Add percentiles to describe(), maybe create a new function scale_reverse()

joon-e / tidycomm

tidycomm: Data Modification and Analysis for Communication Research

https://joon-e.github.io/tidycomm/

GNU General Public License v3.0

15 stars 5 forks source link

Add percentiles to describe(), maybe create a new function scale_reverse() #30

Closed LKobilke closed 1 year ago

LKobilke commented 1 year ago

In today's "continuing education for employees" it came up that it would be nice to include percentiles in describe(). Maybe upper/lower 10%.

In addition, we talked about data transformation and that a function to reverse scales would be a helpful addition to tidycomm (to avoid the manual labor in dplyr).

MarHai commented 1 year ago

re percentiles: this broadens the view quite significantly and is also not default expectation, I would think? we could include it as a param with default percentiles = c(.25, .50, .75) which translates to current Q25/Mdn/Q75. If other options are included in this list, we could append them to the returning tibble.

re data transformation and scale reversing: this is a quite common thing to do, also/particularly for our students. i would like to think that this not only includes reversing (i.e., turning 1-5 into 5-1) but also (z-)standardizing (for which I commonly use rescale). maybe two functions are at request for this? scale_reverse and scale_z?

LKobilke commented 1 year ago

Regarding percentiles: I agree that it is not the default expectation and that it's likely to clutter the tibble. However, I understand why colleagues might miss having these percentiles since we do ask students to calculate them by hand. A possible solution that would allow us to keep the view slim might be to create a new parameter that defaults to the five-number summary (e.g., five_num_summary = TRUE as default). When set to FALSE, we would return a tibble that excludes the five most important percentiles and the range value, but includes the .10, .20, .30, .40, .60, .70, .80, .90 percentiles. This would mean swapping 6 columns for 8, which seems acceptable.
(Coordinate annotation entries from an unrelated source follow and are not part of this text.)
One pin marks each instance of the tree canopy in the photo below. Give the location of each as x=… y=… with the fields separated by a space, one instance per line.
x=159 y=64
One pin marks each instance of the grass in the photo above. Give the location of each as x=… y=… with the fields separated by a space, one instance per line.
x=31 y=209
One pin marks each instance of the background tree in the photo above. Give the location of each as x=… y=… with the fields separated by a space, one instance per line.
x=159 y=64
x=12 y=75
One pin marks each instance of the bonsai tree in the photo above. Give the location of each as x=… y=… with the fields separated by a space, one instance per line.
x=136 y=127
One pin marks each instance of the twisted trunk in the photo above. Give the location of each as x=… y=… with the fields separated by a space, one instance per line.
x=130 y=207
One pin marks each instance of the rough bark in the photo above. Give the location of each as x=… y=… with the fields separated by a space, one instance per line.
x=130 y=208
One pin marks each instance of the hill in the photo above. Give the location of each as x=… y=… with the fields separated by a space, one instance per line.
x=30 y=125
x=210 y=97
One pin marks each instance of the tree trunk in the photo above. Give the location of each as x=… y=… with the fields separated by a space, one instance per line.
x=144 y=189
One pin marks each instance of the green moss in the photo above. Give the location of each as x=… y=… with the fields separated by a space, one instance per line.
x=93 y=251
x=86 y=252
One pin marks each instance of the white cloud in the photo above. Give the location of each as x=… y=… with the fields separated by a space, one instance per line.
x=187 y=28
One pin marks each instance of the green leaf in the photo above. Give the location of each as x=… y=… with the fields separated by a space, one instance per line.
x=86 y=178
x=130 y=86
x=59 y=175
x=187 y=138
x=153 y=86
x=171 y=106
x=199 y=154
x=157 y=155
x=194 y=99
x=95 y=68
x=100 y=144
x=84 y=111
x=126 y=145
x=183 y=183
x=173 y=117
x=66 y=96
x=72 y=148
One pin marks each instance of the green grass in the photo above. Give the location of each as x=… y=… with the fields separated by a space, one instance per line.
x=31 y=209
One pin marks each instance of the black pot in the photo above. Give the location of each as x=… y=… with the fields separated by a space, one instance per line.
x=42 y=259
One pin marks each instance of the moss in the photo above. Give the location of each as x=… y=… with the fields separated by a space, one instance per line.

Regarding scaling: That's a great idea! We should adopt a tidy naming approach for our functions. Perhaps we could consider names such as reverse_scale(), center_scale(), and standardize_scale()?

MarHai commented 1 year ago

Percentiles: It comes down to the same result, I suppose. Question is whether we want a more technical argument (as in percentiles = c(.25, .50, .75)) or a more telling one (as in five_num_summary = TRUE). I have a slight tendency to the first but am fine with the second as well.

Scaling: I've implemented four scaling functions into #33, waiting for review.

joon-e commented 1 year ago

If we are to implement further percentiles in describe(), I would strongly argue in favor of the more technical argument. As a user, I would certainly not expect five_num_summary = FALSE to remove the range (in addition to min, max, mdn, q25 and q50) but add 8 other percentiles instead.

But I also like that describe() is opinionated in that it provides the parameters that are deemed to be most important. If users can provide their own input for the percentiles, why not also for the confidence interval(s). or exclude the other moments, or calculate a trimmed mean, etc.?

Maybe a specific calculate_percentiles() (or a better named) function would be more suited for getting custom percentiles (this could also provide a nice visualization, a density curve with the percentiles drawn in).